Morning light in Le Conte Canyon


Daily Neet Beat
“I really like it here down in the forest surrounded by mountains” said Brian from Sacramento. Brain was referring to the beautiful Le Conte Canyon in Sequioa Kings Canyon National Parks. I think he was comparing it  to the starkness of the high passes such as Muir we had hiked through the day before. His comment made me think of cats. Yes, really.  Cats are typically “tree dwellers” or “bush dwellers”. If you have a cat that likes to climb up high (and knock things of the mantle for example), your cat is a tree dweller. If your cat likes to crawl under the bed, he/she is a bush dweller. So, when Brian said he likes to be down in the trees, he is probably the human equivalent of a bush dweller.  I must be the human equivalent of a tree dweller as I like being up high above tree line and at the passes. Meow.
I must say though, Le Conte Canyon is beautiful and it is one of my favorite places (OK, at least so far..). Ray and I hike quietly through the canyon in the morning and dream about climbing up each of the side valleys to explore. We may be back. The hanging valley by the Citadel looked especially interesting. We get to the junction of Evolution Creek and turn up it to head up to “the Golden Staircase” and on to Palisade Lakes. The Golden Staircase climbs back and forth past waterfalls and up towards Mather Pass which we will climb over tomorrow. Tonight there is a full moon and we want to stay at Palisade Lake. We get to camp in early afternoon, filter water, and set up camp at tree line. We arm wave about the geology, admire and identify flowers, and watch a garter snake try to hide from us in the shallow water of a creek. We are excited about being under a full moon in this beautiful valley.

Just the Facts

From Little Pete Meadow to Upper Palisade Lake
Total Miles: 221.5
Camp Elevation: 11,000
Full Moon

Photos of the Day

Ray climbing the Golden Staircase

Our camp above Palisade Lake at tree line.

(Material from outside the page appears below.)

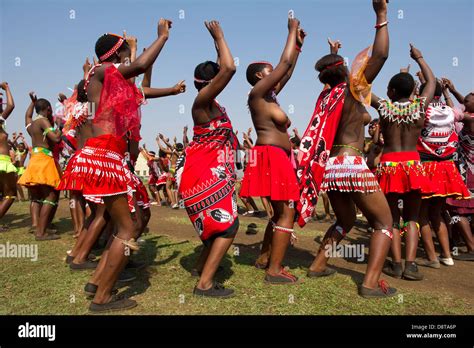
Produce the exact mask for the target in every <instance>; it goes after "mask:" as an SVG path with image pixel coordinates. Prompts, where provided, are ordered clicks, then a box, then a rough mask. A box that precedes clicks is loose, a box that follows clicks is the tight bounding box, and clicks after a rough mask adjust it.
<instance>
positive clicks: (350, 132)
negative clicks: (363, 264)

Very interesting geology! The lighter colored rocks are probably a roof pendant which was initially sedimentary rocks deposited in shallow seas that were penetrated by the molten granitic material (grey rocks to the left of the picture) which were then metamorphosed under heat and pressure. Such a textbook out here.
Yellow Monkeyflower (Mimulus guttatus)
A garter snake hiding under a rock in a creek


  1. Possibly more of a “rock dweller,” descended from the tree dweller branch of the Bushmen.

    1. Grey/Gray – they’re both technically OK, it but “gray” is used in America and “grey” is used in England. Well, OK, I’ll admit I lived in England when I was 13 yrs old and sometimes it still shows!! I had forgotten that about Dr. Moore…he was one of my favorite teachers.

      1. For some reason that was one of his pet peeves. Not sure if it was the Missouri or Harvard in him? Thanks for the awesome blog detailing your “stroll” over the spine of the Sierras!